Python GUI programming Day 2

In this session we are going to create a GUI that displays a single channel of data. You will learn both how to plot data generated by program and how to plot data from file.

Python_GUI_day2_simple.py is the template to plot data generated by program in a single channel.

Python_GUI_day2_file.py is the template to plot data from file in a single channel.

The codes are modularized. You can copy the codes from the template and paste them to your own codes. The codes are explained in the following sections.

You have created a plot widgte that can show data statically. However, in most cases, we need to plot data dynamically. That is, the data is changing with time. In this case, we need to update the plot widget with new data.
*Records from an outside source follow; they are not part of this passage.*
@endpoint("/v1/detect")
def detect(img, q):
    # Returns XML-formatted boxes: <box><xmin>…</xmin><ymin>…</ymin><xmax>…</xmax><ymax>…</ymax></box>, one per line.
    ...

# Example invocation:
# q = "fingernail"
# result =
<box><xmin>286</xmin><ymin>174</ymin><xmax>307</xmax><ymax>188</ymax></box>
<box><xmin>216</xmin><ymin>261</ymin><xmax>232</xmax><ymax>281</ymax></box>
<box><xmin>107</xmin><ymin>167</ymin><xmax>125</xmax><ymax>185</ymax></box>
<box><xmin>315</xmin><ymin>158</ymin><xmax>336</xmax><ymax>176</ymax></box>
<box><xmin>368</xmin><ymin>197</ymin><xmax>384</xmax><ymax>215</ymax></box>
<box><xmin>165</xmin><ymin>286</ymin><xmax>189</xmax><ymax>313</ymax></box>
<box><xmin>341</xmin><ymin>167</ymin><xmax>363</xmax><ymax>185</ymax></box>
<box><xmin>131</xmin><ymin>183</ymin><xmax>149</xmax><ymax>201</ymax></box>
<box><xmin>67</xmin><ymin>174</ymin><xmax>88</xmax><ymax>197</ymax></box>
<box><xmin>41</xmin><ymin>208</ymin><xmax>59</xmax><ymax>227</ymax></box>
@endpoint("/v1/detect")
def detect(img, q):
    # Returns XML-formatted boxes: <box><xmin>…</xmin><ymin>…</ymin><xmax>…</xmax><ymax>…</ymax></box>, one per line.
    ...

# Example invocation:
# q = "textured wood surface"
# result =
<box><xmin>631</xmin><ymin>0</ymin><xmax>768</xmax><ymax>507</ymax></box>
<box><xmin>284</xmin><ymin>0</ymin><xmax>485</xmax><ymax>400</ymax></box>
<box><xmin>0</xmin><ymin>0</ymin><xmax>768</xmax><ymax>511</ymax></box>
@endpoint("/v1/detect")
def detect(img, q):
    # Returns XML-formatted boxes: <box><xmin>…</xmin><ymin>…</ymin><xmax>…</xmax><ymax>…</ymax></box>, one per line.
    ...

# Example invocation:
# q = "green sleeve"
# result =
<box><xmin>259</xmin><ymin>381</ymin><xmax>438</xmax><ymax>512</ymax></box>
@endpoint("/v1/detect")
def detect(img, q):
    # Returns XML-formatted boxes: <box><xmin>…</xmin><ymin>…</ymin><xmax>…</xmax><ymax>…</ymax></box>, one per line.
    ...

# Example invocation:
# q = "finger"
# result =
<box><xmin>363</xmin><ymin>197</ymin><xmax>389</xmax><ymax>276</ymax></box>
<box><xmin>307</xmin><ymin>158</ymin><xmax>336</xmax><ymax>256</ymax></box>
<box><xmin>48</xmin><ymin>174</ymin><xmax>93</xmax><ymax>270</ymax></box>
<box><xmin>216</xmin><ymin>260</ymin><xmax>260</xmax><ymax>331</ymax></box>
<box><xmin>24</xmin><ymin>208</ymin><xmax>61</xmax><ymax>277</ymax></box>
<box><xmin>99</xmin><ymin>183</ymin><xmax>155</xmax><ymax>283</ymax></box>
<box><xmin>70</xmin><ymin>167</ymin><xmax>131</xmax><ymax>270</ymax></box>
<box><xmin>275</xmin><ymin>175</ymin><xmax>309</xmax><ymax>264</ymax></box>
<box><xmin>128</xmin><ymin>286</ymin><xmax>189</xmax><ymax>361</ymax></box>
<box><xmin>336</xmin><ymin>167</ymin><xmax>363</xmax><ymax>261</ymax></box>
The function start_dearpygui() is used to start the GUI. However, it is a blocking function. That is, the program will be blocked at this function. Therefore, we cannot update the plot widget. Therefore, we are going to replace start_dearpygui() with a while loop. The while loop will keep running until the GUI is closed. The function render_dearpygui_frame() is used to update the GUI after we make updates to the widgets.

while dpg.is_dearpygui_running():
    ### function to update the plot widgets ###
    dpg.render_dearpygui_frame()

Now try to Design a GUI program with just one plot widget and display data dynamically. The codes are given in the following python files. * python_gui_day2_simple.py is to plot data generated by program. * python_gui_day2_file.py is to plot data from file.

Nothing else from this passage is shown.